Natural rights are one of the earliest grounds for claim of individual rights. Natural rights are natural claims because they are gifts of nature, product of law of nature and do not depend upon any authority or sovereign power for recognition, prescription and enforcement. Two grounds, contractual and teleological, have been identified to support the theory of natural rights.
Contractual ground implies that they carry the natural rights, which were available to individuals in the state of nature, in civil society as a result of their social contract. These rights are inalienable and cannot be separated or taken away from the individual as they are inherent and prior to society and the state. They are inviolable and cannot be changed by sovereign or the authority of the state, as they are a product of law of nature or an unchangeable cause and not created by the sovereign. The natural rights are imprescriptible as they are not prescribed and sanctioned by sovereign.
Teleological view of the natural rights looks at the final purpose, which these rights serve. This could be the purpose of moral development of human beings and their progress. Teleological or teleology stands for the ultimate cause and associates everything with a purpose and an end. It is derived from the Greek word telos, which means ‘end’.
Both contractual and teleological grounds support claims for natural rights with the help of certain overarching, final and unchangeable causes—law of nature on contractual ground and moral character of human beings on teleological ground.

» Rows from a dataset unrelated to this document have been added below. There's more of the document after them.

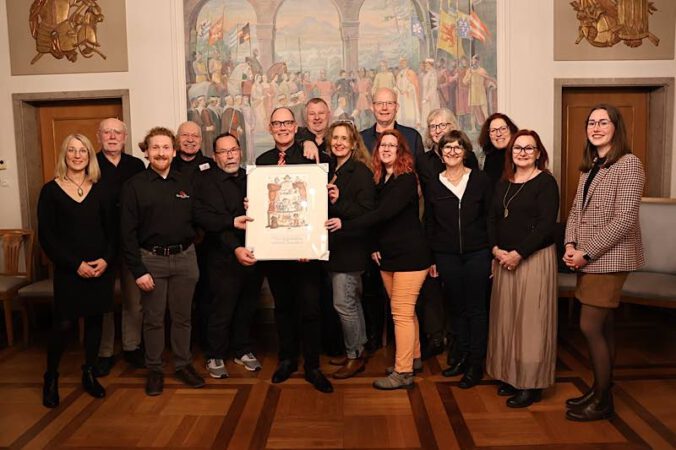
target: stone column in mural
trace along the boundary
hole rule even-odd
[[[348,72],[359,69],[359,21],[343,20],[340,26],[343,40],[343,65]]]
[[[275,57],[275,25],[258,22],[256,24],[256,36],[260,47],[261,65],[267,70],[274,62]]]

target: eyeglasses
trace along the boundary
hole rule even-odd
[[[441,148],[441,154],[443,156],[457,155],[465,151],[465,148],[461,145],[447,144]]]
[[[386,108],[392,108],[396,104],[397,102],[373,102],[373,106],[376,108],[382,108],[383,106]]]
[[[437,124],[432,124],[432,123],[431,123],[431,124],[429,124],[429,125],[427,126],[427,128],[428,128],[430,131],[437,131],[437,130],[444,131],[450,124],[451,124],[450,122],[437,123]]]
[[[69,155],[86,155],[89,153],[89,151],[86,148],[75,148],[75,147],[68,147],[66,149],[66,152]]]
[[[521,152],[526,152],[527,155],[532,155],[535,150],[538,148],[533,146],[533,145],[527,145],[525,147],[521,147],[520,145],[515,145],[512,147],[512,153],[516,153],[517,155]]]
[[[239,147],[233,147],[233,148],[223,148],[223,149],[218,149],[214,153],[217,155],[226,155],[226,156],[231,156],[231,155],[236,155],[242,151],[241,148]]]
[[[499,127],[499,128],[491,128],[490,130],[488,130],[488,132],[491,135],[496,135],[496,134],[505,134],[505,133],[507,133],[507,130],[509,130],[509,128]]]
[[[601,119],[601,120],[589,120],[587,121],[587,128],[594,128],[596,125],[599,126],[599,128],[607,128],[610,126],[612,122],[608,119]]]
[[[202,137],[199,133],[181,133],[178,135],[178,137],[186,138],[186,139],[199,139]]]
[[[291,128],[294,124],[296,123],[295,120],[273,120],[270,122],[270,125],[274,129],[280,129],[282,127],[284,128]]]
[[[397,144],[380,144],[378,148],[392,149],[396,150],[399,146]]]

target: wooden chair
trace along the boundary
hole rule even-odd
[[[33,230],[13,229],[0,230],[2,241],[2,266],[0,271],[0,300],[5,310],[5,327],[7,328],[7,345],[14,344],[14,322],[12,311],[15,309],[14,299],[18,290],[30,284],[33,279]],[[21,264],[23,256],[23,264]],[[21,306],[24,338],[28,330],[28,314]]]

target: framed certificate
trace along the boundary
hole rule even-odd
[[[329,259],[328,164],[247,166],[246,247],[259,261]]]

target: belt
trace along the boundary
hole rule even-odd
[[[148,250],[153,255],[157,256],[170,256],[177,255],[181,252],[184,252],[190,247],[192,243],[189,244],[176,244],[176,245],[153,245],[148,247],[143,247],[145,250]]]

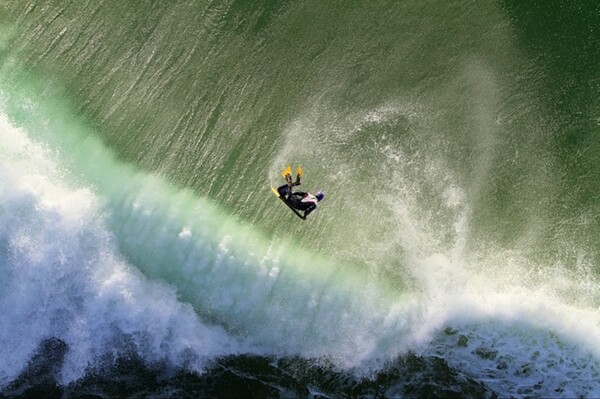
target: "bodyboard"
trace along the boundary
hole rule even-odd
[[[290,208],[290,209],[291,209],[291,210],[292,210],[292,211],[293,211],[293,212],[296,214],[296,216],[298,216],[298,217],[299,217],[300,219],[302,219],[302,220],[306,220],[306,218],[305,218],[304,216],[302,216],[302,215],[300,214],[300,212],[298,212],[298,210],[297,210],[297,209],[295,209],[294,207],[292,207],[292,206],[290,205],[290,203],[289,203],[289,202],[287,202],[287,201],[285,200],[285,198],[283,198],[281,195],[279,195],[279,192],[277,191],[277,189],[276,189],[276,188],[274,188],[274,187],[271,187],[271,191],[273,191],[273,194],[275,194],[275,196],[276,196],[277,198],[279,198],[280,200],[282,200],[282,201],[283,201],[283,203],[284,203],[284,204],[286,204],[286,205],[288,206],[288,208]]]

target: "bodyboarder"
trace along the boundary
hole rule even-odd
[[[317,209],[317,204],[325,198],[323,191],[317,192],[313,195],[304,191],[293,191],[292,188],[300,185],[300,178],[302,176],[302,168],[298,167],[296,170],[296,181],[292,181],[292,168],[287,167],[283,171],[285,178],[285,184],[277,188],[277,192],[280,197],[290,205],[290,207],[299,211],[304,211],[304,218],[306,218],[312,211]]]

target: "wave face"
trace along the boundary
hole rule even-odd
[[[79,3],[0,5],[0,396],[600,395],[598,6]]]

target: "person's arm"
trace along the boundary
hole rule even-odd
[[[317,204],[312,204],[311,206],[306,208],[306,210],[304,211],[304,217],[307,217],[315,209],[317,209]]]

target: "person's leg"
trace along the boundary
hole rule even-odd
[[[279,186],[279,188],[277,189],[277,192],[279,193],[279,195],[281,197],[285,198],[292,192],[292,189],[289,184],[284,184],[282,186]]]
[[[302,177],[302,167],[298,166],[298,168],[296,169],[296,181],[294,182],[294,186],[300,185],[300,177]],[[290,176],[290,180],[291,180],[291,176]]]

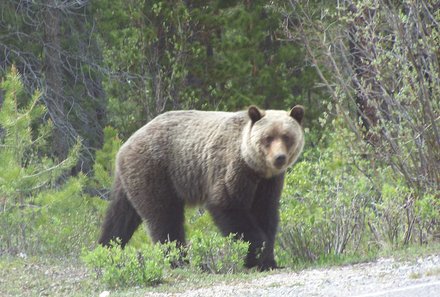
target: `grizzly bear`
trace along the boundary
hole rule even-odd
[[[304,146],[302,106],[290,112],[170,111],[116,157],[113,201],[99,243],[124,246],[142,220],[154,242],[185,244],[184,206],[203,206],[223,235],[250,243],[246,267],[276,268],[284,173]]]

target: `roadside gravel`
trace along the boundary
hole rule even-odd
[[[440,255],[411,262],[384,258],[343,267],[282,272],[248,282],[221,283],[181,293],[148,293],[145,296],[440,297]]]

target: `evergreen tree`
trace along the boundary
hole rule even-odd
[[[0,253],[11,246],[25,248],[29,225],[25,216],[36,208],[35,198],[52,188],[77,161],[78,141],[61,162],[48,157],[53,124],[42,122],[46,108],[41,93],[28,100],[15,67],[1,83],[0,108]],[[15,238],[16,242],[12,242]]]
[[[24,204],[26,198],[53,186],[63,172],[76,162],[80,142],[61,162],[48,157],[53,124],[42,122],[46,108],[39,103],[41,93],[36,91],[30,100],[15,67],[6,76],[0,89],[4,101],[0,108],[0,192],[11,203]]]

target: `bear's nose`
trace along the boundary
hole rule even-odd
[[[286,155],[278,155],[275,157],[275,162],[274,162],[275,167],[281,168],[285,163],[286,163]]]

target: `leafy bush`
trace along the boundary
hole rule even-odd
[[[214,224],[211,215],[204,209],[188,208],[185,210],[185,233],[188,238],[194,235],[194,232],[203,232],[204,234],[218,233],[217,226]]]
[[[339,255],[359,244],[366,207],[376,193],[347,159],[341,144],[350,139],[341,139],[344,133],[330,132],[326,148],[306,151],[287,174],[277,248],[282,265]]]
[[[150,286],[162,281],[165,266],[160,245],[148,245],[142,249],[120,245],[98,246],[85,252],[84,263],[92,268],[97,277],[110,287]]]
[[[247,242],[233,236],[194,232],[191,244],[184,248],[175,243],[146,244],[141,248],[114,243],[84,251],[82,260],[96,276],[110,287],[151,286],[160,283],[165,267],[189,261],[196,271],[214,274],[237,273],[244,270]]]
[[[96,241],[103,203],[82,195],[84,176],[0,213],[0,247],[11,254],[78,255]]]
[[[328,113],[355,135],[336,143],[346,149],[343,166],[354,165],[372,190],[363,234],[378,246],[427,243],[440,232],[439,13],[430,1],[373,6],[292,2],[286,21],[300,25],[286,33],[300,28],[331,95]]]
[[[370,255],[427,242],[438,232],[435,195],[416,199],[404,177],[368,160],[362,154],[368,151],[359,152],[360,140],[340,120],[325,135],[286,176],[276,252],[280,265]]]
[[[218,233],[194,232],[188,249],[190,264],[204,272],[225,274],[244,269],[249,243],[234,236],[223,237]]]
[[[440,236],[440,199],[425,194],[414,202],[414,212],[419,224],[419,242],[427,243],[432,234]]]

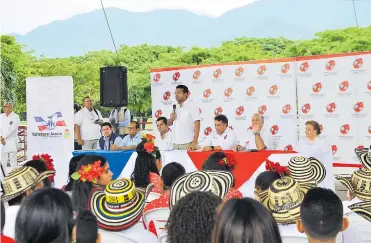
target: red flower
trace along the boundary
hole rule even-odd
[[[147,153],[152,153],[155,151],[155,145],[153,143],[145,143],[144,149],[147,151]]]
[[[219,160],[219,164],[223,166],[227,166],[231,168],[232,170],[234,170],[237,162],[236,162],[235,157],[232,154],[226,154],[225,158]]]
[[[289,170],[287,169],[287,167],[281,166],[280,163],[274,163],[268,159],[265,161],[265,169],[272,172],[277,172],[280,176],[289,174]]]
[[[48,170],[55,170],[54,169],[54,164],[53,164],[54,160],[52,159],[52,157],[49,154],[41,154],[41,155],[37,154],[37,155],[32,156],[32,159],[33,160],[40,160],[41,162],[44,162],[45,166]],[[54,181],[54,176],[55,176],[55,174],[49,176],[49,180],[51,182]]]
[[[74,180],[80,179],[82,182],[97,183],[99,176],[104,172],[104,167],[100,166],[100,160],[95,161],[93,164],[83,165],[71,177]]]

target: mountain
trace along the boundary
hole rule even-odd
[[[355,1],[360,26],[371,25],[371,2]],[[259,0],[218,18],[184,10],[134,13],[107,8],[116,46],[153,44],[211,47],[236,37],[310,39],[316,32],[355,26],[349,0]],[[102,10],[40,26],[17,40],[35,55],[66,57],[113,50]],[[371,39],[371,37],[370,37]]]

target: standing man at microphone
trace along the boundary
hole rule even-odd
[[[122,138],[112,131],[112,125],[104,122],[100,129],[102,137],[99,139],[97,149],[112,150],[112,145],[120,146]]]
[[[174,126],[174,149],[196,150],[200,134],[200,110],[188,100],[189,90],[185,85],[178,85],[175,89],[177,104],[173,105],[173,112],[168,119],[168,125]]]

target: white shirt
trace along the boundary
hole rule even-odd
[[[98,119],[103,120],[103,117],[97,109],[89,111],[84,107],[75,114],[75,124],[80,126],[82,140],[95,140],[101,137],[99,124],[94,124],[94,121]]]
[[[213,131],[206,139],[201,143],[201,147],[206,146],[220,146],[222,150],[231,150],[233,145],[238,143],[237,136],[229,127],[225,129],[223,134],[218,134]]]
[[[165,134],[164,138],[161,137],[159,134],[155,139],[155,144],[161,151],[169,151],[173,150],[174,146],[174,134],[169,128],[167,133]]]
[[[3,234],[15,239],[15,219],[19,211],[20,205],[9,206],[5,209],[5,225]]]
[[[11,112],[8,116],[1,114],[0,136],[5,140],[5,145],[1,144],[1,151],[4,153],[16,152],[18,143],[19,116]]]
[[[122,242],[138,242],[138,243],[157,243],[157,237],[144,228],[143,222],[139,221],[133,227],[123,231],[106,231],[99,229],[99,234],[102,237],[102,243],[122,243]],[[131,241],[128,241],[128,240]]]
[[[199,108],[186,100],[182,107],[177,104],[175,113],[177,118],[174,121],[174,143],[191,143],[194,137],[194,122],[201,120]]]
[[[269,130],[266,130],[265,127],[263,127],[260,130],[260,137],[263,139],[263,142],[268,150],[275,150],[276,145],[273,141],[273,136],[270,133]],[[245,141],[245,144],[241,144],[242,146],[246,147],[246,149],[258,149],[255,142],[255,134],[253,130],[250,130],[247,136],[247,140]]]

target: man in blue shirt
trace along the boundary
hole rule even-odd
[[[131,121],[126,127],[128,135],[122,139],[120,146],[112,145],[111,150],[132,150],[136,149],[137,145],[142,142],[142,135],[139,132],[139,123]]]
[[[102,137],[99,139],[97,149],[111,150],[113,145],[120,146],[122,138],[112,131],[112,125],[104,122],[100,129]]]
[[[131,120],[130,110],[126,107],[115,108],[111,111],[109,120],[113,126],[113,130],[121,137],[126,136],[126,127]]]

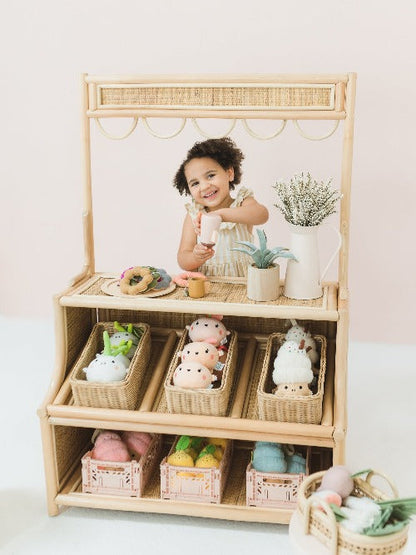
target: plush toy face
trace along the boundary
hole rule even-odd
[[[118,382],[127,374],[128,363],[129,360],[123,355],[112,357],[97,354],[88,368],[84,368],[84,372],[89,382]]]
[[[304,383],[281,383],[277,386],[275,395],[282,395],[284,397],[306,397],[312,395],[308,384]]]
[[[130,340],[132,341],[133,344],[130,347],[129,352],[126,354],[126,357],[131,360],[133,358],[133,355],[139,343],[139,340],[135,335],[133,335],[132,333],[129,333],[128,331],[118,331],[110,337],[110,344],[114,345],[115,347],[118,347],[118,345],[120,345],[122,341],[125,341],[127,343]]]
[[[209,370],[213,370],[219,359],[219,353],[211,343],[197,341],[188,343],[181,353],[182,362],[200,362]]]
[[[186,389],[206,389],[216,379],[200,362],[182,362],[173,374],[173,385]]]
[[[216,347],[225,343],[230,333],[224,324],[215,318],[198,318],[186,327],[192,341],[204,341]]]

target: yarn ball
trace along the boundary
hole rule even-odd
[[[127,462],[130,460],[130,454],[116,432],[104,431],[95,440],[91,458],[98,461]]]
[[[121,438],[137,459],[146,453],[152,441],[152,436],[146,432],[122,432]]]
[[[300,453],[294,453],[286,457],[287,470],[289,474],[306,474],[306,460]]]
[[[278,443],[257,441],[251,465],[259,472],[286,472],[287,463]]]

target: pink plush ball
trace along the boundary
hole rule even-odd
[[[95,440],[91,457],[98,461],[127,462],[131,459],[126,445],[116,432],[101,432]]]
[[[146,453],[152,436],[146,432],[122,432],[121,437],[127,446],[127,449],[139,458]]]
[[[354,480],[346,466],[337,465],[329,468],[322,477],[321,485],[317,491],[331,490],[337,492],[342,499],[351,495],[354,489]]]

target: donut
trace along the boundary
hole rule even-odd
[[[120,279],[120,290],[126,295],[137,295],[144,293],[149,288],[154,277],[149,268],[134,266],[123,273]]]
[[[182,274],[177,274],[172,276],[172,281],[179,285],[179,287],[188,287],[189,278],[202,278],[206,279],[207,276],[201,274],[201,272],[183,272]]]

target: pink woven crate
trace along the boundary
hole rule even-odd
[[[172,445],[169,454],[175,451]],[[228,441],[219,468],[173,466],[167,457],[160,464],[160,496],[197,503],[221,503],[232,458],[232,441]]]
[[[309,474],[309,447],[306,450],[306,474],[259,472],[251,466],[246,471],[246,503],[254,507],[295,509],[299,486]]]
[[[160,460],[161,449],[162,436],[155,435],[138,461],[98,461],[88,451],[81,459],[83,493],[141,497]]]

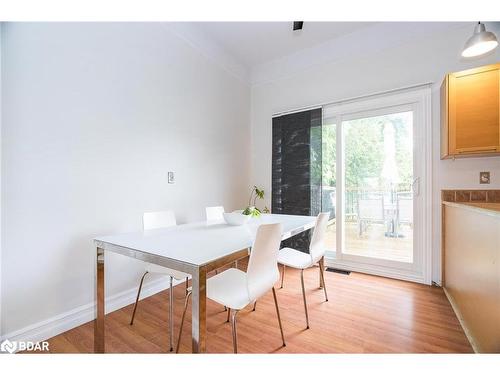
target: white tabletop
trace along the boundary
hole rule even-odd
[[[120,246],[131,250],[201,266],[235,251],[251,247],[261,224],[283,224],[282,238],[314,227],[315,216],[263,214],[248,224],[197,222],[144,232],[99,236],[96,246]]]

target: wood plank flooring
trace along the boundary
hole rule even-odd
[[[287,341],[281,347],[272,292],[238,315],[240,353],[470,353],[472,348],[441,288],[351,273],[325,272],[329,302],[319,289],[318,268],[305,271],[311,328],[305,329],[300,273],[287,269],[277,289]],[[184,303],[175,288],[175,338]],[[186,317],[180,351],[191,350]],[[133,326],[133,305],[106,316],[106,352],[168,353],[168,292],[142,300]],[[207,302],[207,351],[231,353],[231,326],[224,308]],[[52,353],[90,353],[93,322],[49,340]]]

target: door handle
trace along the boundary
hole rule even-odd
[[[411,190],[413,191],[413,195],[418,197],[420,195],[420,177],[417,177],[411,183]]]

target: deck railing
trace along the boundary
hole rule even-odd
[[[330,219],[334,219],[336,217],[337,205],[337,191],[335,186],[313,186],[311,189],[311,207],[315,208],[318,212],[330,212]],[[347,188],[345,191],[344,206],[346,221],[357,220],[357,207],[360,199],[384,197],[385,202],[394,203],[397,194],[408,194],[411,196],[411,186],[409,184],[400,184],[393,190]]]

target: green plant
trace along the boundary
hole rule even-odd
[[[261,212],[268,213],[269,209],[264,207],[261,211],[256,207],[257,199],[264,199],[264,190],[259,189],[257,186],[254,186],[252,191],[250,192],[250,198],[248,199],[248,206],[243,211],[243,215],[251,215],[253,217],[259,217]]]

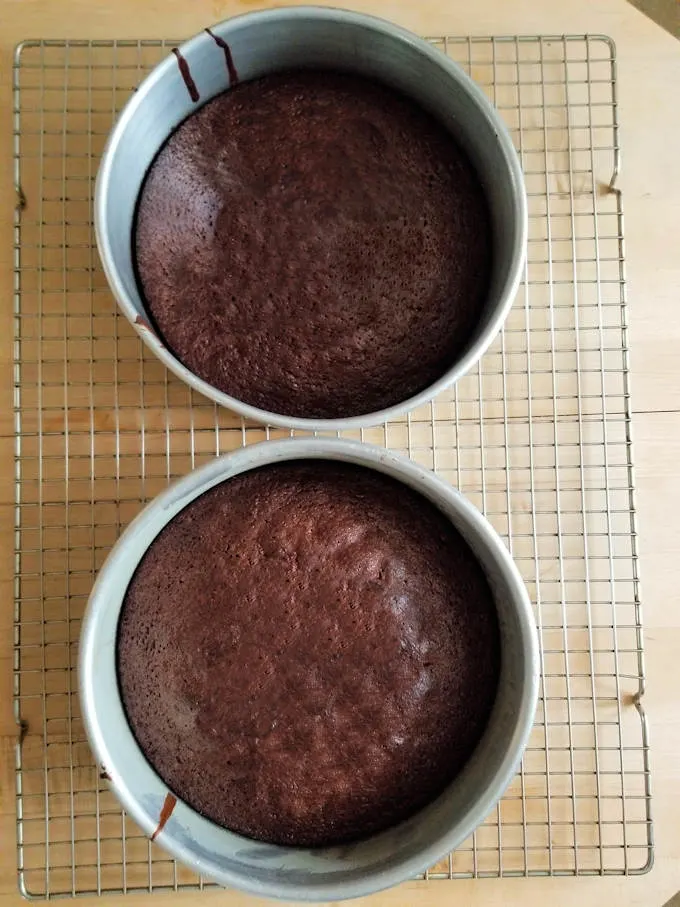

Natural rights are linked with early liberalism and two of its ardent advocates, Thomas Hobbes and John Locke. They provide contractual ground to the theory of natural rights. Blackstone, Spinoza and Jefferson supported theory of natural rights. In contemporary times, Robert Nozick has employed the theory of natural rights to advance his concept of justice. Thomas Paine and Thomas Hill Green have advocated natural rights on the basis of inherent moral claim of the individual, teleological ground.